The Williams describe their daughter as a feisty little girl who has a sassy and fighting spirit. She loves to dance, sing, and giggle. She is all about having fun and enjoying life.
“She’s like the sunshine,” Aneesah said.
Despite a tough fight the Williams have exhausted traditional treatment options such as chemotherapy and radiation and they are currently seeking a specialized treatment not covered by health insurance.
“We have just exhausted all the traditional treatment options. She’s had chemo, she’d had two rounds radiation. We’ve been to St. Jude in Tennessee. We’ve been all over and, you know, this thing has just been relentless,” Maurice said.

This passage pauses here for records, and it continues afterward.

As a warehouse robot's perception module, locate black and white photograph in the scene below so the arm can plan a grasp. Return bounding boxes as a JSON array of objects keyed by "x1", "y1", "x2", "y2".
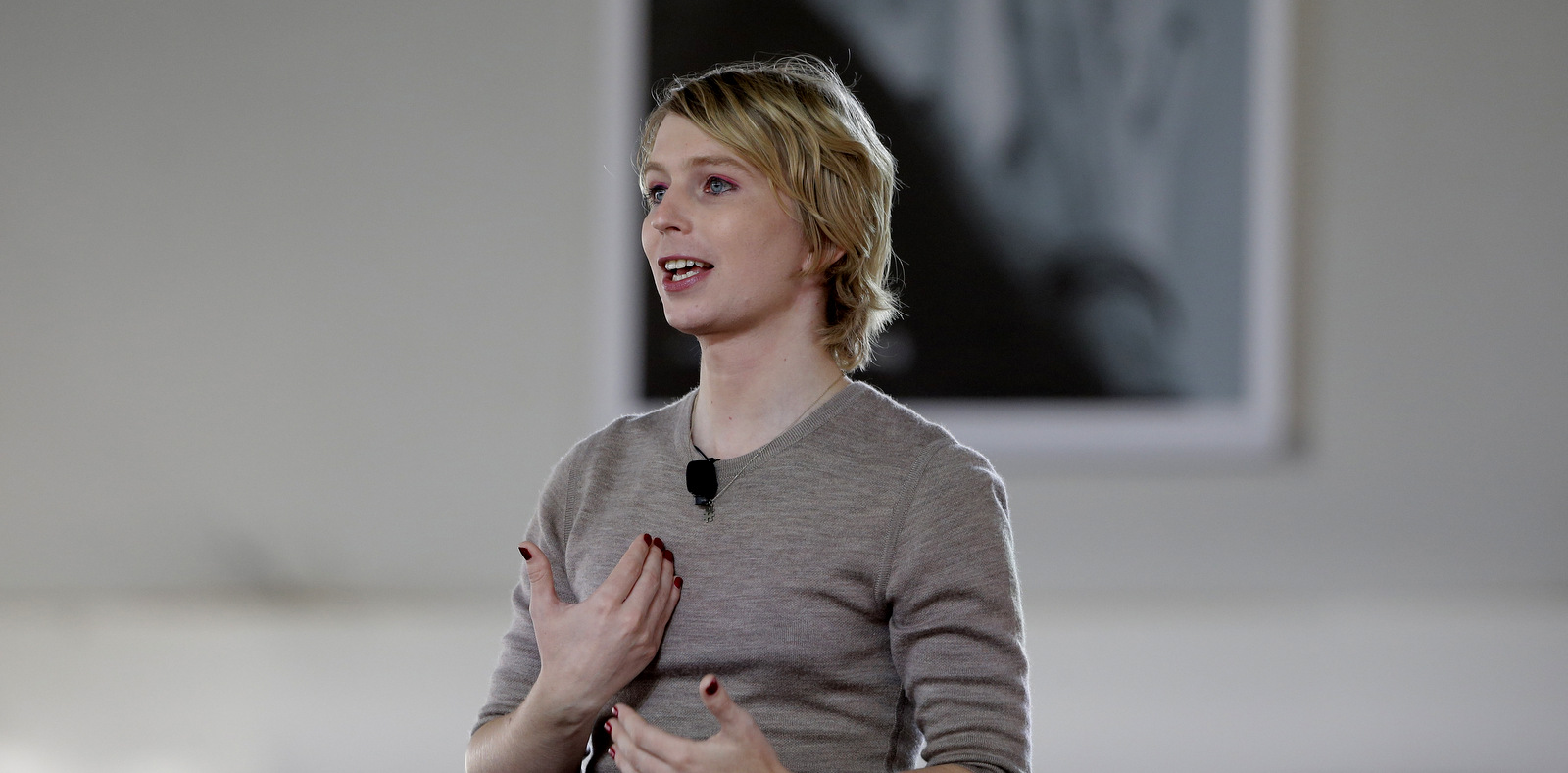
[{"x1": 613, "y1": 0, "x2": 1286, "y2": 455}]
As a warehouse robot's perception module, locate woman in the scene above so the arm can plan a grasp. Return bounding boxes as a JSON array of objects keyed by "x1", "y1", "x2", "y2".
[{"x1": 468, "y1": 57, "x2": 1029, "y2": 773}]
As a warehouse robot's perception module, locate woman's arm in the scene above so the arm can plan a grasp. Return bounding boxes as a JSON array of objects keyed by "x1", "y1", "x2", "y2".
[
  {"x1": 606, "y1": 674, "x2": 970, "y2": 773},
  {"x1": 467, "y1": 535, "x2": 680, "y2": 773}
]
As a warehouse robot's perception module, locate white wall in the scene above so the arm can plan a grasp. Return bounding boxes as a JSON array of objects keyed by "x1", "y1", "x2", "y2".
[{"x1": 0, "y1": 0, "x2": 1568, "y2": 595}]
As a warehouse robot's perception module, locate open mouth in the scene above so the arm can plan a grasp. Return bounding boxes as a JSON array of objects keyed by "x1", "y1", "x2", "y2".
[{"x1": 664, "y1": 257, "x2": 713, "y2": 282}]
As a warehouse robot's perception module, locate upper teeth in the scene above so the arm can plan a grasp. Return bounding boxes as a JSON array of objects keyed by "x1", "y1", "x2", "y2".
[{"x1": 664, "y1": 257, "x2": 711, "y2": 271}]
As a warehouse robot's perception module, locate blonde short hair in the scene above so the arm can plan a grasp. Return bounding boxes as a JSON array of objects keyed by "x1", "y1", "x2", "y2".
[{"x1": 637, "y1": 55, "x2": 899, "y2": 373}]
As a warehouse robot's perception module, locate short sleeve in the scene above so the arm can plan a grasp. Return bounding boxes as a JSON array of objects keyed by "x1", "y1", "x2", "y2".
[
  {"x1": 473, "y1": 444, "x2": 583, "y2": 731},
  {"x1": 886, "y1": 441, "x2": 1029, "y2": 773}
]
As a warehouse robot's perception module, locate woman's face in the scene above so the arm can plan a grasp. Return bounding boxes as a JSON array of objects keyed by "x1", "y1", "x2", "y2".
[{"x1": 643, "y1": 115, "x2": 823, "y2": 335}]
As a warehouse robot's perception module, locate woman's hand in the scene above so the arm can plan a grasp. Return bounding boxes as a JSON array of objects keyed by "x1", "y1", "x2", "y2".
[
  {"x1": 517, "y1": 535, "x2": 680, "y2": 716},
  {"x1": 606, "y1": 674, "x2": 789, "y2": 773}
]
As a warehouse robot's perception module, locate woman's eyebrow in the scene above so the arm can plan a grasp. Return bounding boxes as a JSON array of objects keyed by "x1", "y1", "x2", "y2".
[{"x1": 643, "y1": 155, "x2": 748, "y2": 174}]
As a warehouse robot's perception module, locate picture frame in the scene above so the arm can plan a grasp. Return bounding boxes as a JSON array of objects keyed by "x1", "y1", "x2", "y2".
[{"x1": 593, "y1": 0, "x2": 1291, "y2": 467}]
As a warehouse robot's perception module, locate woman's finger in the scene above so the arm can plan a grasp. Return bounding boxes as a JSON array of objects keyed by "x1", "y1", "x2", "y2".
[
  {"x1": 610, "y1": 704, "x2": 698, "y2": 773},
  {"x1": 648, "y1": 542, "x2": 677, "y2": 620},
  {"x1": 625, "y1": 538, "x2": 672, "y2": 611},
  {"x1": 517, "y1": 543, "x2": 560, "y2": 613},
  {"x1": 698, "y1": 674, "x2": 756, "y2": 734},
  {"x1": 594, "y1": 535, "x2": 654, "y2": 604}
]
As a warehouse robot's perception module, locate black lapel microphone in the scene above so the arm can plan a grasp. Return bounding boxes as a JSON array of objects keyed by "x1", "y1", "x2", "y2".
[{"x1": 687, "y1": 452, "x2": 718, "y2": 508}]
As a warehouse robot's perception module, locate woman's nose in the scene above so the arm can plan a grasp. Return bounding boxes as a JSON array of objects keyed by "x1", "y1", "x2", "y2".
[{"x1": 648, "y1": 190, "x2": 690, "y2": 232}]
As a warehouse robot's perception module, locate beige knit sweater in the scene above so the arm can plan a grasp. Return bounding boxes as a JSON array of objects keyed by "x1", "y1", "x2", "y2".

During the pep rally Friday Williams was named Fire Chief for the Day, the mayor of Morningside declared the day Chloe Williams Day, the school presented her with baskets of goodies and gifts, McDonald’s of Greater Washington, D.C presented the family with a check and the students of Foulois preformed their hearts out for her.

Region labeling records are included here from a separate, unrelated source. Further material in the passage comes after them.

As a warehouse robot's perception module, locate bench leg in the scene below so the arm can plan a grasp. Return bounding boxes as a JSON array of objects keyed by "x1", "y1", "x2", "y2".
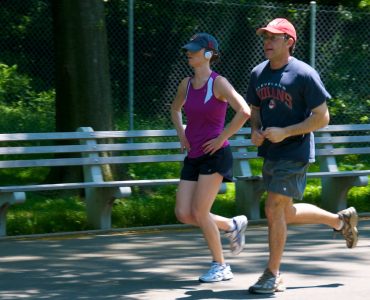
[
  {"x1": 235, "y1": 179, "x2": 264, "y2": 220},
  {"x1": 85, "y1": 187, "x2": 131, "y2": 229},
  {"x1": 321, "y1": 176, "x2": 368, "y2": 213},
  {"x1": 0, "y1": 192, "x2": 26, "y2": 236}
]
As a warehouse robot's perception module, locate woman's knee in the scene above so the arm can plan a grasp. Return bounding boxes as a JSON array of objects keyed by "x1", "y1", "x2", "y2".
[{"x1": 175, "y1": 209, "x2": 194, "y2": 224}]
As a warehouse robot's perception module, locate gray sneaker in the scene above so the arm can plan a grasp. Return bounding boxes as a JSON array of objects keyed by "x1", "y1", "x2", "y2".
[
  {"x1": 225, "y1": 216, "x2": 248, "y2": 255},
  {"x1": 248, "y1": 269, "x2": 285, "y2": 294},
  {"x1": 199, "y1": 261, "x2": 234, "y2": 282},
  {"x1": 334, "y1": 207, "x2": 358, "y2": 248}
]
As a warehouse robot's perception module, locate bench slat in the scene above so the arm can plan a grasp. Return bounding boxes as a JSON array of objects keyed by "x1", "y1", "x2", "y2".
[
  {"x1": 317, "y1": 124, "x2": 370, "y2": 132},
  {"x1": 235, "y1": 170, "x2": 370, "y2": 181},
  {"x1": 0, "y1": 179, "x2": 180, "y2": 193},
  {"x1": 0, "y1": 140, "x2": 253, "y2": 155},
  {"x1": 315, "y1": 135, "x2": 370, "y2": 145},
  {"x1": 316, "y1": 147, "x2": 370, "y2": 156}
]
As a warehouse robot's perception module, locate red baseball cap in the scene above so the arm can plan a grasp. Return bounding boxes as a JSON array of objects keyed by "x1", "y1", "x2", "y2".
[{"x1": 257, "y1": 18, "x2": 297, "y2": 41}]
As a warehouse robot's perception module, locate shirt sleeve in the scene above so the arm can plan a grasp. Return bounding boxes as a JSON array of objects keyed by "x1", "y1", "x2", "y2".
[
  {"x1": 247, "y1": 71, "x2": 261, "y2": 107},
  {"x1": 304, "y1": 69, "x2": 331, "y2": 109}
]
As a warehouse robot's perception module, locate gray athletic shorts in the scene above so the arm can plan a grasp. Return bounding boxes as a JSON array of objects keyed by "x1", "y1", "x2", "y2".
[{"x1": 262, "y1": 159, "x2": 309, "y2": 200}]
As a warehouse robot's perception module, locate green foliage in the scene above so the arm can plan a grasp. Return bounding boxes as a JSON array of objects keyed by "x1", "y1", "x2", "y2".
[
  {"x1": 7, "y1": 194, "x2": 91, "y2": 235},
  {"x1": 0, "y1": 64, "x2": 55, "y2": 132}
]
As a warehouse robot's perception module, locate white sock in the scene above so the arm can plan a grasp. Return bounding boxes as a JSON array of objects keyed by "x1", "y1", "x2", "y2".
[{"x1": 337, "y1": 219, "x2": 344, "y2": 230}]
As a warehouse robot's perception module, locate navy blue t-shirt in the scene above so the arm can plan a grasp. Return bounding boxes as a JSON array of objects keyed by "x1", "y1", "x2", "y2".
[{"x1": 247, "y1": 57, "x2": 330, "y2": 162}]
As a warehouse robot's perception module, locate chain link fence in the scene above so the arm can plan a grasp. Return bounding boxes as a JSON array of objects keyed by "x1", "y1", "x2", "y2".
[{"x1": 0, "y1": 0, "x2": 370, "y2": 132}]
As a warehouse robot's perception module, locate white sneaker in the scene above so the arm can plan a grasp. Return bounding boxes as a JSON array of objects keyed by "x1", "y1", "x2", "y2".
[
  {"x1": 199, "y1": 261, "x2": 234, "y2": 282},
  {"x1": 225, "y1": 215, "x2": 248, "y2": 255},
  {"x1": 249, "y1": 269, "x2": 285, "y2": 294}
]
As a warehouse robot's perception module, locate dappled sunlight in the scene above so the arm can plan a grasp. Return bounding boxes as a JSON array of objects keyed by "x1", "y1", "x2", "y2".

Lisa Johnson, Williams’ first grade teacher, was part of a committee dedicated to getting sponsors for the day and for the Williams family. She said the pep rally was a collective effort for the school to show Williams just how much they love and support her.
“We’re just so glad that it turned out to be as big as it did, so she can see how big our love is for her,” she said. “I think it shows her that she means a lot to us and for the kids, being able to have the opportunity to show her she means a lot, is important to them.”
Lena Pitts, Nevaeh Barino and Donovan Woodward, first graders at the performing arts academy, spoke over each other excitedly when asked to describe Williams. They called her funny, nice and someone who makes them laugh.
“I think she’s like a ray of sunshine that lives in my heart,” Pitts said.
All three were sad to know she has cancer and said they definitely wanted to be a part of her pep rally. They said they enjoyed performing for her, handing out t-shirts to the family and presenting her with a giant, yellow, paper flower.
“She has cancer, so we want to make it up to her, so she will forget she has cancer,” Pitts said.
“We love you Chloe and we hope you can come back to school next year,” Barino said.
McCrea said he isn’t an outwardly emotional guy, but he, as well as many in attendance at the pep rally, had to hold back tears as they celebrated Williams. During the entire event Maurice filmed the performances and his daughter’s reaction and Aneesah doted on her daughter and relished in the moment.
“This is amazing. This is more than I could imagine,” Aneesah said. “This is just above and beyond anything I could have expected for her. I’m so touched and so grateful and thankful to all those that put this together. I know this means a lot to Chloe. This is just the greatest day.”